When White questioned Shifter about the difficulties of reversal process to become a man again, he replied, “What they [doctors] don't tell you is because they've labelled them as difficult patients but even beyond that, the one thing they don't tell you is once your first surgery didn't go right and second one didn't go right, after a while nobody wants to touch other surgeons work because they don't want to attach their name to a complicated case. Every time you go in there is more scar tissue and more complications.”
Shifter also clarified that he has no problem presenting himself as a female and look like one, as he said: “I just declared myself to be a woman but when I changed my paperwork or when it was all libbed out and drinking kool-aid and was brainwashed by the trans community. I simply enjoy presenting as feminine and having long hair,” but noted, “Looking back I don't think my mind was able to comprehend what was happening. Even when I was a woman, I only knew what it was like to be a man on estrogen. And now I can't go back to being a traditional man. I will never know what it's like to be a woman, at least biologically.”
Shifter also pointed out the lack of research in this field as he has no idea how the artificial hormones he has to take will affect his body in future. “I'll have to have some kind of hormone in my body so it's going to be estrogen only because if I don't take any hormones, I already have osteoporosis and it will continue to get worse. I went almost seven years without any hormones. The hormones I am taking are similar to what women get during menopause.” he said.
“It's transphobic to say it but after I've been through the system, I 100 percent feel like I was part of some cruel medical and social experiment - except nobody checked in on me.
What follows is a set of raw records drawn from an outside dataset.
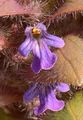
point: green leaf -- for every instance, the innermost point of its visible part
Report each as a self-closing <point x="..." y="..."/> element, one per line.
<point x="4" y="116"/>
<point x="72" y="111"/>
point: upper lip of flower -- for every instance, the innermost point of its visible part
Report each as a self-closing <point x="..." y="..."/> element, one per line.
<point x="43" y="57"/>
<point x="36" y="31"/>
<point x="47" y="96"/>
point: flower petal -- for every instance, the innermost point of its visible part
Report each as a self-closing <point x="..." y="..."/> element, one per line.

If I'd killed myself I would not have even been included in any statistics. I'm sure they would just write me off as the cause of being some other issue. Moreover, I've spent thousands of dollars. I've traveled across the country and did all the consults trying to get help,” he claimed.
Shifter then went on to accuse doctors for not giving full information before such life changing surgeries because it would be “bad for business”. Pointing fingers at an LGBT health care, research and advocacy organization, called Fenway Health, in his case, he said: “One of the biggest mistakes is because I went to Fenway Health. A lot of their staff is LGBT and one of my therapists was trans as far as I know. Initially I thought it was good because she would understand me but now looking back she was biased. You know it's kind of an activist hospital in a way.”
“I feel like my life would have been better and more productive if over the last 10 years I spent expanding definition of what it is to be a man instead of trying to just blend in like society wants and trying to be a heteronormative woman. I don't really know what the future holds. But we need to go back to the science lab to work out what true trans is. Do you want to be on hormones or have surgery? I f****d up my life, I could have been so much more,” Shifter concluded.